Friday, August 7, 2009

Doubling Down on Stupid

Over the past few months, congressional Republicans have made it pretty clear that they won't support any real reform to the Health Care System. And regardless of their feelings on any specific bill, they've made it fairly obvious that it's more important to hurt Obama and the Democrats than it is to negotiate in good faith.

The Democrats have a large majority in the House, sixty votes in the Senate, so the Republicans are completely irrelevant, and there is absolutely no reason to deal with them for any reason. Maybe I should have started with that point.

So with the experiences of the last 7 months on their minds, I was rather stunned to read this report from Obama's meeting with the Democratic Senators:

Despite confronting near absolute opposition from the Republican side of the aisle on health care, President Obama and Senate Democrats stressed during a lunch on Tuesday that reform still needed to be done in a bipartisan fashion, a White House aide said.
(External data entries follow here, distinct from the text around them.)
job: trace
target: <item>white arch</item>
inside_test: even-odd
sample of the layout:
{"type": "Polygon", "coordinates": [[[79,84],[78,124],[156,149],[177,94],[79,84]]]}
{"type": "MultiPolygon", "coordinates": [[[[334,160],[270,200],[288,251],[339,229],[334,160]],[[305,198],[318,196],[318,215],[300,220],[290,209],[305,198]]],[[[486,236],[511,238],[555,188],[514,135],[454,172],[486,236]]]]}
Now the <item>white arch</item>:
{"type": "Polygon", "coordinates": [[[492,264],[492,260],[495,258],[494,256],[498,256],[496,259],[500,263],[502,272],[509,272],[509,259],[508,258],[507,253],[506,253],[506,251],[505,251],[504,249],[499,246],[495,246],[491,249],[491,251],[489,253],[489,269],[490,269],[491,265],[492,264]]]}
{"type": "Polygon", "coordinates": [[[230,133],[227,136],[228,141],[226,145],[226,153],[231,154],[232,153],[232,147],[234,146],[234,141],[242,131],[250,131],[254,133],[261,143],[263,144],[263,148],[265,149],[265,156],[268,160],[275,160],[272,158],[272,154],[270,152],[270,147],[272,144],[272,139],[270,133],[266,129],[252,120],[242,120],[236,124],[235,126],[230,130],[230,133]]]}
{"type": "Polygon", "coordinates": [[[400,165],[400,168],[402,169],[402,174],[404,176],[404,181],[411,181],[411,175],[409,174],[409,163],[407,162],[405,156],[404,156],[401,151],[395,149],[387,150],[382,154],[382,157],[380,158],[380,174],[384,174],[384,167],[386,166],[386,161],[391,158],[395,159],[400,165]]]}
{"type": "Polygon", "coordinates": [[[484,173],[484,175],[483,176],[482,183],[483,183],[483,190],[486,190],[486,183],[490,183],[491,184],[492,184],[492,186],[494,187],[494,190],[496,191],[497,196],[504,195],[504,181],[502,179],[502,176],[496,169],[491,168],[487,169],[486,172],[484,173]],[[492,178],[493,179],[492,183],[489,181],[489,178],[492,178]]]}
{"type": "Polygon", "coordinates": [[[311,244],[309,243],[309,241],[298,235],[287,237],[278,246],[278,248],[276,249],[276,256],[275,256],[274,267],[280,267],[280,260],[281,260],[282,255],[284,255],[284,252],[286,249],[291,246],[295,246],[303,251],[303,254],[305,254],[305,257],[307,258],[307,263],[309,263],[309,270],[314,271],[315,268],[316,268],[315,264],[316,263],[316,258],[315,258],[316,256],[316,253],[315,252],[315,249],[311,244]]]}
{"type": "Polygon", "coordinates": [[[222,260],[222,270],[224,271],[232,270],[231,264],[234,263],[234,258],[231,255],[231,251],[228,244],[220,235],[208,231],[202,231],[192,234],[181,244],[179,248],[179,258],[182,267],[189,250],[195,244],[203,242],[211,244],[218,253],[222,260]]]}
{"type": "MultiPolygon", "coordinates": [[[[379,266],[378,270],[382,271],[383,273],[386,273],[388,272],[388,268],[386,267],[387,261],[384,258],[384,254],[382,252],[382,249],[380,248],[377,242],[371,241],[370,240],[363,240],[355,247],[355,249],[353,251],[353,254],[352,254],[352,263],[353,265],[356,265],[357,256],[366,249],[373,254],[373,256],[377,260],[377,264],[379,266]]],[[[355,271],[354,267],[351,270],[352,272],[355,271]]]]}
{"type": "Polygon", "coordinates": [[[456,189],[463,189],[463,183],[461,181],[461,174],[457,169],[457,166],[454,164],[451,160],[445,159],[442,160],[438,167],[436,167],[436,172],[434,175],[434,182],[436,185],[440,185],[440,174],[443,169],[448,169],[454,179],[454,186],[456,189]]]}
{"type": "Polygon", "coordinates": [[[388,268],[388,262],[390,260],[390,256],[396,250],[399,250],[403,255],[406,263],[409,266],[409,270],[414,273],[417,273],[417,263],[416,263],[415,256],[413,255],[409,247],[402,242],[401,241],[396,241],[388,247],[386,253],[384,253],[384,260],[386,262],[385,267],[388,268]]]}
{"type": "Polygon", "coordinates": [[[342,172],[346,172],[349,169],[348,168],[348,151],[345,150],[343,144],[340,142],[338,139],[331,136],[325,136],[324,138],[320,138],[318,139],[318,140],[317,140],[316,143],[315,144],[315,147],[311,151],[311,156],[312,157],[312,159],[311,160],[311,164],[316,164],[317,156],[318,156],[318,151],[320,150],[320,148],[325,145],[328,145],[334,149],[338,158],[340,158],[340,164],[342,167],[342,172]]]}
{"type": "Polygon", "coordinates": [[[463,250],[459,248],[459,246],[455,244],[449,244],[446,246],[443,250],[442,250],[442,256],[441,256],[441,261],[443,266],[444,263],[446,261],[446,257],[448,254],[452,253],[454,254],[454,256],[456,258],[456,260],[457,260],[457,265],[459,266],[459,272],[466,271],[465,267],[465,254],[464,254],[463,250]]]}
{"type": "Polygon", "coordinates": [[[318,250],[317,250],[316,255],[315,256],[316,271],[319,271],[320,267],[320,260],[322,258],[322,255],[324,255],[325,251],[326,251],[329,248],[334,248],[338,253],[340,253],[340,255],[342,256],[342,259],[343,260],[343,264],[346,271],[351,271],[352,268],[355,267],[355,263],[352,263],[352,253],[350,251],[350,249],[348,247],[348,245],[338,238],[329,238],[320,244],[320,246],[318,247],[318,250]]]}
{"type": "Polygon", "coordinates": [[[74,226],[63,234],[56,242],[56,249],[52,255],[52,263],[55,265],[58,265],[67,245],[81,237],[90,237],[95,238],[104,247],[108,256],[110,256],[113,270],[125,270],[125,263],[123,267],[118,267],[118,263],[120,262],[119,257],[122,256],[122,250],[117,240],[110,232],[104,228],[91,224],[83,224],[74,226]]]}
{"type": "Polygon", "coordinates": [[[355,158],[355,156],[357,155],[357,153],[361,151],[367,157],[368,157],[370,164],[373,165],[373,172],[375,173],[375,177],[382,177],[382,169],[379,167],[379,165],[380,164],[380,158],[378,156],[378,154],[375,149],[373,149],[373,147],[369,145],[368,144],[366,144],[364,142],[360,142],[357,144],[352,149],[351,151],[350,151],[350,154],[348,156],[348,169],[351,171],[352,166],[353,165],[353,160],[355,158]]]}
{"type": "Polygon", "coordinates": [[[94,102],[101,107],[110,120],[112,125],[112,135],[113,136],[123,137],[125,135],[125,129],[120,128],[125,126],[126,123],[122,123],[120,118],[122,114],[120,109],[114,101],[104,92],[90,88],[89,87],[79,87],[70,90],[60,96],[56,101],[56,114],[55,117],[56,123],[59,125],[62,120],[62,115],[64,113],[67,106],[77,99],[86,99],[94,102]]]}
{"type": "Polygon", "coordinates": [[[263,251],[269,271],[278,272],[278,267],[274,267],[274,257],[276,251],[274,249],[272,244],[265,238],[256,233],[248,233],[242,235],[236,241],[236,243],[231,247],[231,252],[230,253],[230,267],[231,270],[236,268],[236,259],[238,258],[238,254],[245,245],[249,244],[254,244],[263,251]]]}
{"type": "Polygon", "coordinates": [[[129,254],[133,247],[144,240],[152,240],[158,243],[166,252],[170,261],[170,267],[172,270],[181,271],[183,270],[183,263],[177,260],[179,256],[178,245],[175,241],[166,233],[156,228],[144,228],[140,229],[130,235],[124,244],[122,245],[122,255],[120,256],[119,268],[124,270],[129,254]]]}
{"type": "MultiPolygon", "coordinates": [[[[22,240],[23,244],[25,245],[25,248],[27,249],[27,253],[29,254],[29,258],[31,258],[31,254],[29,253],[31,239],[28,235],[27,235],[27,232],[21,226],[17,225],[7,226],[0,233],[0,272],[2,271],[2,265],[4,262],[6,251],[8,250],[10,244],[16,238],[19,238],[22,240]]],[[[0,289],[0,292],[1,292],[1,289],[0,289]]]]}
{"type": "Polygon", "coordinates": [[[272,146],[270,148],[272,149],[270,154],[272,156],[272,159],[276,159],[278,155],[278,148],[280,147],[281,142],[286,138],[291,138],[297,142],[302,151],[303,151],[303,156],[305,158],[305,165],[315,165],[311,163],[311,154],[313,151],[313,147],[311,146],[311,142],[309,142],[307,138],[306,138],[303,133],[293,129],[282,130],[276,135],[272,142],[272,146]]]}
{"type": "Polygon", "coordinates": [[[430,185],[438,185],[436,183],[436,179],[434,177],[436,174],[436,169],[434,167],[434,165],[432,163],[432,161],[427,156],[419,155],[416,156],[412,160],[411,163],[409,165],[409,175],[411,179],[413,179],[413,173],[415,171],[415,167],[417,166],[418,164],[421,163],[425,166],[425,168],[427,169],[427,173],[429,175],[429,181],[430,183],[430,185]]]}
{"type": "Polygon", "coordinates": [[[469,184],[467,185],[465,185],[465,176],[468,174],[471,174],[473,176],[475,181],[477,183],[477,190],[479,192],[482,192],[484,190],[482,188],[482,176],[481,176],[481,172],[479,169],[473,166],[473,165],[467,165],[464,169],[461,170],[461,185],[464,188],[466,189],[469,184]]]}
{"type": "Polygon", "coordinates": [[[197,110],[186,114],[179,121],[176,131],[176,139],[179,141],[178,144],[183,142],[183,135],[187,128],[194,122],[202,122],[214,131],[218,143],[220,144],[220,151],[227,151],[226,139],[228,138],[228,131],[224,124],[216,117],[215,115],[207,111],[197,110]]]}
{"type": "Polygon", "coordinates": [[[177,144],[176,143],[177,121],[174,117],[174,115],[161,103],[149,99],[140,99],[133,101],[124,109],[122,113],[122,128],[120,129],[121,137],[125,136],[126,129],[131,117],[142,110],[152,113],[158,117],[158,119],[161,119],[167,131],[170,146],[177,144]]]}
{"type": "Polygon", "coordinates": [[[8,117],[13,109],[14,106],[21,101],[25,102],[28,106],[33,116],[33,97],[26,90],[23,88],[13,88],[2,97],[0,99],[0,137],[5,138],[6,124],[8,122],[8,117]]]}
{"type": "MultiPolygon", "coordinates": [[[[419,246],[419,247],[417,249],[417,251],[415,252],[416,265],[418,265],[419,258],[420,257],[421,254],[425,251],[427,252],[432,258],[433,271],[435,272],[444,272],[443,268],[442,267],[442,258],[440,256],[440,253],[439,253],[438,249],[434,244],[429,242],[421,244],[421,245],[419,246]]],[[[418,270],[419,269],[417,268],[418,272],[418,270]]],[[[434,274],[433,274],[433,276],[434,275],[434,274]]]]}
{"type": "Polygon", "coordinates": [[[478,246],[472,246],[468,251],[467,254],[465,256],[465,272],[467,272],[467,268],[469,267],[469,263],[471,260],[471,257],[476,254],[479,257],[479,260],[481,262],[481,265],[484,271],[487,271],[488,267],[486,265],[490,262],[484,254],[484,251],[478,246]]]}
With nearly the entire Senate Democratic Caucus at the White House for lunch, the president spoke for ten to fifteen minutes on insurance reform. He also insisted, according to an administration aide, that he remained committed to working with the Republican Party to get reform passed.

"I think there was just really a sense about the importance of making progress and getting a bill done," the aide, who was in attendance, said. "And that they are committed to working with Republicans to do it. The president believes that that is important."

It's as if they haven't learned a thing. Unbelievable.

And then there's this:

Aides said there was little talk of co-ops or public options at Tuesday's lunch. The entire meeting lasted about an hour, with all Senate Democrats in attendance -- except for Ted Kennedy (Mass.) and Robert Byrd (W.V.), both suffering from poor health. According to the aide, Senate Majority Leader Harry Reid spoke first, for roughly five minutes. After Obama addressed the crowd, a lengthy question and answer session followed. Finishing up the meal with a bit of chocolate cake, Obama offered words of advice for how to handle the upcoming August recess.

"The president urged them to, as they were holding town hall meetings, to make the case pretty clearly about why this is important, why it is important to our economy, why it is important to our fiscal situation as a country and how it would benefit Americans," said the aide. "Both those Americans who are looking for health care and those who have it but would like to see lower costs."

I have another question: Why is this important?

Let me be clear, I'm not asking why actual health care reform is important, I'm asking why whatever "health care reform" mentioned in the paragraph above is important. Unless Barack starts speaking in anything other than vague benchmarks that could be used to describe virtually any bill, he's essentially giving a green light for the Douche Caucus to keep making the bill worse.

There's a serious problem when Max Baucus and Sherrod Brown can go back home and each explain why we need to pass two VERY DIFFERENT visions of what health care reform might look like. Sherrod Brown can explain why we need a strong public option to control costs and keep insurance companies honest while Max Baucus can talk about why we need to "reform" the system in a way that makes the insurance companies richer and more powerful than they ever were before. There can be no compromise between these two visions of health care reform, and that needs to be acknowledged.

Obama needs to realize at the end of the day the American people really don't care if the health care bill is Bipartisan or acceptable to all the parties he's brought to the table.

They care about if it works and if it improves the system.

And depending on whose description of "health care reform" you listen to, the question of whether or not this final product will improve the system remains very much unanswered.